Jo Bervoets defends the philosophers of the Enlightenment against claims of moral relativism. This is by analogy to extending grace to grandma, so it’s also worth reading Drunk Wisconsin directly on that topic, about Solzhenitsyn’s support for Putin.
Celine mentions that she pivoted from tech to culture as a means to leave the standard path and achieve self-actualization, but ironically this itself is increasingly becoming the standard path. Similarly, I have a theory that the reason Asian-Americans all have trauma isn’t because of their upbringing or sense of otherness, but rather because they are just way too good at doing what is expected of them, and that includes fixating on all the ways that their parents and society have ruined them. (epistemic certainty 60%, although it’s hard to tell, as the more I identify with a complaint the less sympathy I have with it). Related, see Duncan Sabien (partial paywall) on the Aella theory of trauma.
Gurjot Brar interviews Elena Bridgers on motherhood in hunter-gatherer societies, and Lyman Stone has a post specifically on her inter-birth interval claims. This topic is one of those where I feel like inter-group variation means there isn’t really that much to draw conclusions about, but I specifically want to mention high birth rates as the historical answer to high (infant) morality rates as something which most attempts at grimdark for some reason do not include, despite the ostensible reason for the genre’s grittiness being increased realism. For example, the Practical Guide to Evil author has another webfic called Pale Lights, which I really could not take seriously because there seem to be no indications that children are being born despite people constantly dying left and right.

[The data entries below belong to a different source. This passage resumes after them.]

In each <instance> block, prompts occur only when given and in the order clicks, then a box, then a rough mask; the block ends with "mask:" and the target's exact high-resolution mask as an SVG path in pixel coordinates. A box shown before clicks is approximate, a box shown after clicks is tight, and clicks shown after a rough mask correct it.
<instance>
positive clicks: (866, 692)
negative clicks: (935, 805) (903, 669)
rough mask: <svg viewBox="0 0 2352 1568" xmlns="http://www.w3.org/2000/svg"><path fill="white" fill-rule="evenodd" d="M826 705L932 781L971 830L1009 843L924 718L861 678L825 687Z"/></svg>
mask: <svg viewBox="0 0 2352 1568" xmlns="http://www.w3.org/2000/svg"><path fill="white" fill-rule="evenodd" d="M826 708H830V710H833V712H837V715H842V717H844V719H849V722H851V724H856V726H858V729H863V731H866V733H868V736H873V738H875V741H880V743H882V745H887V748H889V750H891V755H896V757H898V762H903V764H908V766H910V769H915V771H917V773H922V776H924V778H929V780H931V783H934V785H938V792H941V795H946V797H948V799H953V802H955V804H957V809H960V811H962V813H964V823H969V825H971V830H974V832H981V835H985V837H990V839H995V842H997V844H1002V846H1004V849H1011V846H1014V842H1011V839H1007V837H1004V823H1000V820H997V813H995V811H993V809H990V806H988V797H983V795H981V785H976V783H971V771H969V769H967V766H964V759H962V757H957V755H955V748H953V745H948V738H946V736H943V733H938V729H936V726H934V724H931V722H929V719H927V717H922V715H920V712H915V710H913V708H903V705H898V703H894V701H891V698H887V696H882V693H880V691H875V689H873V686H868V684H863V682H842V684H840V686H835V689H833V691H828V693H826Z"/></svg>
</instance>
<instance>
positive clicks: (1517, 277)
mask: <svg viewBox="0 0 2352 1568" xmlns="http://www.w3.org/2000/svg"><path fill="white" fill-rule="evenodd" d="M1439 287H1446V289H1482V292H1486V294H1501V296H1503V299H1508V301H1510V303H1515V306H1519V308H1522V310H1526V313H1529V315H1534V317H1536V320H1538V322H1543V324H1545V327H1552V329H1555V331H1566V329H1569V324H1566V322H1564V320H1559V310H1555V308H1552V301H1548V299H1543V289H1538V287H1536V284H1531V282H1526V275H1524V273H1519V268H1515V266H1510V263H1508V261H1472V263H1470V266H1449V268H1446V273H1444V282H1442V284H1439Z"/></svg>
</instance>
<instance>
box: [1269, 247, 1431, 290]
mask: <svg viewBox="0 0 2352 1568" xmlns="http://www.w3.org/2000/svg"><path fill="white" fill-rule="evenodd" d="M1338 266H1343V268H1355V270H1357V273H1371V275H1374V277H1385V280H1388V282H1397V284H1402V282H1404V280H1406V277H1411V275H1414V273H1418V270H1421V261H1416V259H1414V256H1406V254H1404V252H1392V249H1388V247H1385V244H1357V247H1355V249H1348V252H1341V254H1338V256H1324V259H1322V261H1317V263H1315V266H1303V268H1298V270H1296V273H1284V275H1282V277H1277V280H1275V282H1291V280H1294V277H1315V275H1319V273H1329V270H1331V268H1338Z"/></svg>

For example, Fred Gao has an interesting description of how the Chinese are interpreting the recent comments by Takaichi Sanae; then consider this article by Eleanor Randolph in ChinaTalk on the recent Chinese diaspora in Tokyo. This complexity is why I generally don’t take “one big idea to explain China”-style books very seriously (eg. Henry Oliver reviews Two Paths to Prosperity, John PSmith reviews The Everlasting Empire).